- Correlations: This analysis finds which pairs of metrics are
representing equivalent facets of the datasets. We obtain the Pearson
correlation coefficient. The score is in the range [-1,1].
- Perfect correlations: -1 (negative), and 1 (positive)
- Stability: This analysis permits to estimate whether the
clustering is meaningfully affected by small variations in the data
[1]. The stability index is the mean of the Jaccard coefficient [2]

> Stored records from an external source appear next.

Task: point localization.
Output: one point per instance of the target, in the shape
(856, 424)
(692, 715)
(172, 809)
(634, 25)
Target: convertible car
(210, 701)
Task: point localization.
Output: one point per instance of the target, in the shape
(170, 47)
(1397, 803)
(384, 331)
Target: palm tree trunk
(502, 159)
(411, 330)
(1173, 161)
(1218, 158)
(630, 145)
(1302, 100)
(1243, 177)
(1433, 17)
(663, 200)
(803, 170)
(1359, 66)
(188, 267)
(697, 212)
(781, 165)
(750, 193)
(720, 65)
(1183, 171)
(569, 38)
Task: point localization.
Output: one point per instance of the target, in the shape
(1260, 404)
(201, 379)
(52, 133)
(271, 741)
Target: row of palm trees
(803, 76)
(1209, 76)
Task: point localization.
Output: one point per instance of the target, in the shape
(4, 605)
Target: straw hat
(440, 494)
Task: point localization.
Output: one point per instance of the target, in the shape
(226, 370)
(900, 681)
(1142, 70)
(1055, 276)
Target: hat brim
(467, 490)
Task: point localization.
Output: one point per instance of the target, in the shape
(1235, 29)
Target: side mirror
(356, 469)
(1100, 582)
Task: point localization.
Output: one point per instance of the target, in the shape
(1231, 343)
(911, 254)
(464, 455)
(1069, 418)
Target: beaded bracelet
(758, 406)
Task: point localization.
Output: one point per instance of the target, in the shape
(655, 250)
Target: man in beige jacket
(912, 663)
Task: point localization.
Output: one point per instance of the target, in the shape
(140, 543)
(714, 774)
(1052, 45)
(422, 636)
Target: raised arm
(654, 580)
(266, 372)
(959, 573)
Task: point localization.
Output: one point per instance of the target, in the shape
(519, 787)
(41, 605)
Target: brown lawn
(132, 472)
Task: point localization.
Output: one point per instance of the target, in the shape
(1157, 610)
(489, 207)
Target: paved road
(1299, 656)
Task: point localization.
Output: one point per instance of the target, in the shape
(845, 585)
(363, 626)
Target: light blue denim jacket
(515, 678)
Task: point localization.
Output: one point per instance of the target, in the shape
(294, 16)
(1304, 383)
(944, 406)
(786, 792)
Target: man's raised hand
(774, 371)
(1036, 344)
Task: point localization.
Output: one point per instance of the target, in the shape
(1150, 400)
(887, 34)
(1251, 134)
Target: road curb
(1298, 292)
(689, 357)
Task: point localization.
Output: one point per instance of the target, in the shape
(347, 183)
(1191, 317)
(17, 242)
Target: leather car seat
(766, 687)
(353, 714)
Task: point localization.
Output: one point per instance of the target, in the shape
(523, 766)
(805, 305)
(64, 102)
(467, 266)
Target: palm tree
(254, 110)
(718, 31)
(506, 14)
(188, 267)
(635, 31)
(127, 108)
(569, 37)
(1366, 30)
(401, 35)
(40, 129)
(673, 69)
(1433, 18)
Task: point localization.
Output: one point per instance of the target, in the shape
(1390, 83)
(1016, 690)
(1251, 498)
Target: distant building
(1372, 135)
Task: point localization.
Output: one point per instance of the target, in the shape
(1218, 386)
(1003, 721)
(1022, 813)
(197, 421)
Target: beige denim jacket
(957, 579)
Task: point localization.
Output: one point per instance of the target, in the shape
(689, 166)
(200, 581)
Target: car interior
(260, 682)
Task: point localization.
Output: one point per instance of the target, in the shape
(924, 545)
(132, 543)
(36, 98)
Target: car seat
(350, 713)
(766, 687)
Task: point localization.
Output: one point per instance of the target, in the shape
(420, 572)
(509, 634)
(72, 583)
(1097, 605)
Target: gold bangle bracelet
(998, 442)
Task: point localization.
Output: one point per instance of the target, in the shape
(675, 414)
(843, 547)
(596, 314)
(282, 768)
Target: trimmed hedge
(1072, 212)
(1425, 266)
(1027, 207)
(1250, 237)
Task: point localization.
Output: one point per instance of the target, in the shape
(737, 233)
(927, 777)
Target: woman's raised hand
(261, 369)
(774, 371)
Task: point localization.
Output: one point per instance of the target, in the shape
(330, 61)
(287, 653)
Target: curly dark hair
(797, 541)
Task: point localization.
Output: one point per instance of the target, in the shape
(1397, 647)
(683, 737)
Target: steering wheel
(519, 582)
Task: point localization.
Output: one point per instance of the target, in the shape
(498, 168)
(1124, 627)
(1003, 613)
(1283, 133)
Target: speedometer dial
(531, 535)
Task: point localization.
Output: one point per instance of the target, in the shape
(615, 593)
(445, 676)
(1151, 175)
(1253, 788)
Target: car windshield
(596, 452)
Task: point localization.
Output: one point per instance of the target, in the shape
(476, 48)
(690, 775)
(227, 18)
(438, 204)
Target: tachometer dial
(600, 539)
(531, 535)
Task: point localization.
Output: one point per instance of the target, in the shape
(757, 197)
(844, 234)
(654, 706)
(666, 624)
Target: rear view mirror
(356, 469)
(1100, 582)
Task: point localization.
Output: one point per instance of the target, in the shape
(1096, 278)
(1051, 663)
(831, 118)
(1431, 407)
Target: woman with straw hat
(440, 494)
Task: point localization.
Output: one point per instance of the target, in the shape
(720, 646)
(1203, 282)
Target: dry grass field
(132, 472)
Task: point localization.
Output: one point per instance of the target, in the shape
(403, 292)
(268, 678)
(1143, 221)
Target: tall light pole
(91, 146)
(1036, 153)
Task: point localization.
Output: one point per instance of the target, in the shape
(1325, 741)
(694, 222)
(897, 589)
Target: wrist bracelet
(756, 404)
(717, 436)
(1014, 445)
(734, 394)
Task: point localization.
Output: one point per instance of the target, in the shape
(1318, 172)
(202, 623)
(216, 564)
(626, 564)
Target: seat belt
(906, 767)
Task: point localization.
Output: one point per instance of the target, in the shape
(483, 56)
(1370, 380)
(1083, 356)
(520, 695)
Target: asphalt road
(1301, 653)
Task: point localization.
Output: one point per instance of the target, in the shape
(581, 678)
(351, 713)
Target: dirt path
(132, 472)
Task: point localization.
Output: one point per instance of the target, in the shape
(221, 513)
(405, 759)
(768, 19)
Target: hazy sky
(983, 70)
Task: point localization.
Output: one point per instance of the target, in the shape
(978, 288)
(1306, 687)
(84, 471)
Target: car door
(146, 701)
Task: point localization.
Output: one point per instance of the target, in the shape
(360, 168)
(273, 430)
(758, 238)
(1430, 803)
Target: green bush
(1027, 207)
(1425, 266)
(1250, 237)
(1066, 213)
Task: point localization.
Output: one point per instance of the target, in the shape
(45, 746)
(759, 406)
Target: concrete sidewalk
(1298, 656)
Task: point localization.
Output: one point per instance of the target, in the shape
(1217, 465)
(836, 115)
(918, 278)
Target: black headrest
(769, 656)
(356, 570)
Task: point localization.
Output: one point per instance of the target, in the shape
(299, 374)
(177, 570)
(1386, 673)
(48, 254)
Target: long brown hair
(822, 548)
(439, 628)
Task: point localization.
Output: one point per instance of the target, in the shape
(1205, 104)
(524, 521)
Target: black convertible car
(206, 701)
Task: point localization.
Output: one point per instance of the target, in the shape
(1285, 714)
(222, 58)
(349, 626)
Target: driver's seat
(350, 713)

values of 1000 bootstrap replicates. The values are in the range
[0,1], having the following meaning:
- Unstable: [0, 0.60[
- Doubtful: [0.60, 0.75]
- Stable: ]0.75, 0.85]
- Highly Stable: ]0.85, 1]
- Goodness of classifications: The goodness of the
classifications are assessed by validating the clusters generated. For
this purpose, we use the Silhouette width as validity index. Kaufman
and Rousseeuw [3] suggested the interpretation of the global
Silhouette width score as the effectiveness of the clustering
structure. The values are in the range [0,1], having the following
meaning:
- There is no substantial clustering structure: [-1, 0.25].

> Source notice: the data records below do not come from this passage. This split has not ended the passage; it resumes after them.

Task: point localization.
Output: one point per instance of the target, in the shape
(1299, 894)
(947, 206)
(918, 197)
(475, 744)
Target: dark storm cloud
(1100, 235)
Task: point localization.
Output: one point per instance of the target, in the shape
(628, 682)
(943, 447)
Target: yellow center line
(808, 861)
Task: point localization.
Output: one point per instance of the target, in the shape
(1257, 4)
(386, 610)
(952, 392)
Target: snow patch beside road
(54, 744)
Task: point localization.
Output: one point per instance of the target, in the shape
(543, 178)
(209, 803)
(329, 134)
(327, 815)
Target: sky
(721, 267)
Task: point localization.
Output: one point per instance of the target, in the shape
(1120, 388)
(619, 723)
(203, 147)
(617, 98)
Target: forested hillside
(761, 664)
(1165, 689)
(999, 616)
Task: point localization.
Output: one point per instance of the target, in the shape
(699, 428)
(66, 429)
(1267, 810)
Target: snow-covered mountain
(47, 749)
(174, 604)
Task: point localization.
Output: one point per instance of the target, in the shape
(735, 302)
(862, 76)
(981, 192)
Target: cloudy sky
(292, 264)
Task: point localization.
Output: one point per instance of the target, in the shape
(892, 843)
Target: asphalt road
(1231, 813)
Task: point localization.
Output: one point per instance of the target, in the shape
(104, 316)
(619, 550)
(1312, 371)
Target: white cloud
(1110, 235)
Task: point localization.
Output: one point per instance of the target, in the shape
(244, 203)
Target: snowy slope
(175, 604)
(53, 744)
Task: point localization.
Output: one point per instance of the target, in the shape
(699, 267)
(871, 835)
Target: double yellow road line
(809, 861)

- The clustering structure is weak and could be artificial: ]0.25,
0.50].
- There is a reasonable clustering structure: ]0.50, 0.70].
- A strong clustering structure has been found: ]0.70, 1].

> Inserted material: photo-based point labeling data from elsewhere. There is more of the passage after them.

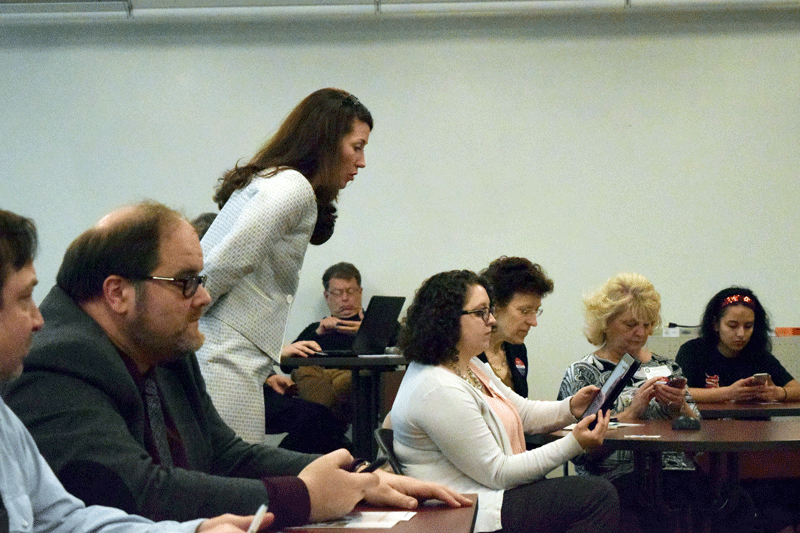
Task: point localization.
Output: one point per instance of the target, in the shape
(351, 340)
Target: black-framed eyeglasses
(338, 293)
(483, 312)
(190, 283)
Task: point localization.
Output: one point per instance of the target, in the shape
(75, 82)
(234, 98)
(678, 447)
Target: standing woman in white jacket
(254, 250)
(457, 424)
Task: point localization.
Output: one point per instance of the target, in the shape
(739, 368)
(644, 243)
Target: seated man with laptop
(332, 387)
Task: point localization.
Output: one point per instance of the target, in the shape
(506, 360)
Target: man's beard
(162, 348)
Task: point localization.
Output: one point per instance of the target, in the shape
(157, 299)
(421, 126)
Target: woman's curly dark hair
(513, 275)
(432, 325)
(759, 340)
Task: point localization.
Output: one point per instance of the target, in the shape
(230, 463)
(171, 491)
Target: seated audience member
(734, 345)
(113, 395)
(455, 422)
(518, 287)
(309, 427)
(330, 387)
(620, 316)
(31, 497)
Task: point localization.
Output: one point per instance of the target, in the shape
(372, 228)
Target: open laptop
(377, 328)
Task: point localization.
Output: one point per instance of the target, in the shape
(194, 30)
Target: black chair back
(385, 439)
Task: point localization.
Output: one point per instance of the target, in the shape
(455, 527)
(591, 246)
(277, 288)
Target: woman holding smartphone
(456, 423)
(731, 360)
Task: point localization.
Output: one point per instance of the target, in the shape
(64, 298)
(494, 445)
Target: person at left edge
(255, 247)
(31, 497)
(113, 395)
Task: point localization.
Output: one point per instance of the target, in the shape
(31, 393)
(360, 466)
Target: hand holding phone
(677, 382)
(356, 465)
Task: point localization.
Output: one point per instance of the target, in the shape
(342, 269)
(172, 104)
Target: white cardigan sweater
(445, 431)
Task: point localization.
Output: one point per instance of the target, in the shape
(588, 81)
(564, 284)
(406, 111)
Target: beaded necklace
(469, 377)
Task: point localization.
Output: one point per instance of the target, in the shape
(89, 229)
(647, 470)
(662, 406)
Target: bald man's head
(124, 243)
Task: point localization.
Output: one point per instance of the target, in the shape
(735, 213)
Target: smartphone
(374, 465)
(370, 467)
(677, 382)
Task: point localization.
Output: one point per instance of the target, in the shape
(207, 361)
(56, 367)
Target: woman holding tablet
(456, 423)
(733, 348)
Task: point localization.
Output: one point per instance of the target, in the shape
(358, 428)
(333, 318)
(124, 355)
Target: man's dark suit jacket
(87, 416)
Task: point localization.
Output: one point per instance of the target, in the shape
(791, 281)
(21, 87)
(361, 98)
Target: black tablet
(613, 386)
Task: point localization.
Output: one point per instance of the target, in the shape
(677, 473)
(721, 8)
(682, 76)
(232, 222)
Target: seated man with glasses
(331, 386)
(113, 396)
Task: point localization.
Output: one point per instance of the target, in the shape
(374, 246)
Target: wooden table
(366, 372)
(719, 439)
(743, 410)
(436, 518)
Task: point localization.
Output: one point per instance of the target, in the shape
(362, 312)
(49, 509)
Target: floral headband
(739, 299)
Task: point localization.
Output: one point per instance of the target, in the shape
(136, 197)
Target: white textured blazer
(445, 431)
(253, 253)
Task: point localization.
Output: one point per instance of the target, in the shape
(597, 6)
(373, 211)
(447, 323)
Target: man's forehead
(342, 281)
(19, 280)
(180, 248)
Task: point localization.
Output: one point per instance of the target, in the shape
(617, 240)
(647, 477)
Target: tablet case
(611, 389)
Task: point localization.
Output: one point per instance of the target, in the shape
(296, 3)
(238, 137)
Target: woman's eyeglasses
(190, 283)
(483, 312)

[1] Cheng, R. and Milligan, G. W. (1996). Measuring the influence of
individual data points in a cluster analysis. Journal of Classification,
13, 315–335.
[2] Jaccard, C. (1901). Distribution de la flore alpine dans le Basin de
Dranses et dans quelques regions voisines. Bulletin de la Societe Vaudoise
des Sciences Naturelles, 37, 241–272.
[3] Kaufman, L. and Rousseeuw, P. (1990). Finding Groups in Data: An
Introduction to Cluster Analysis. Wiley.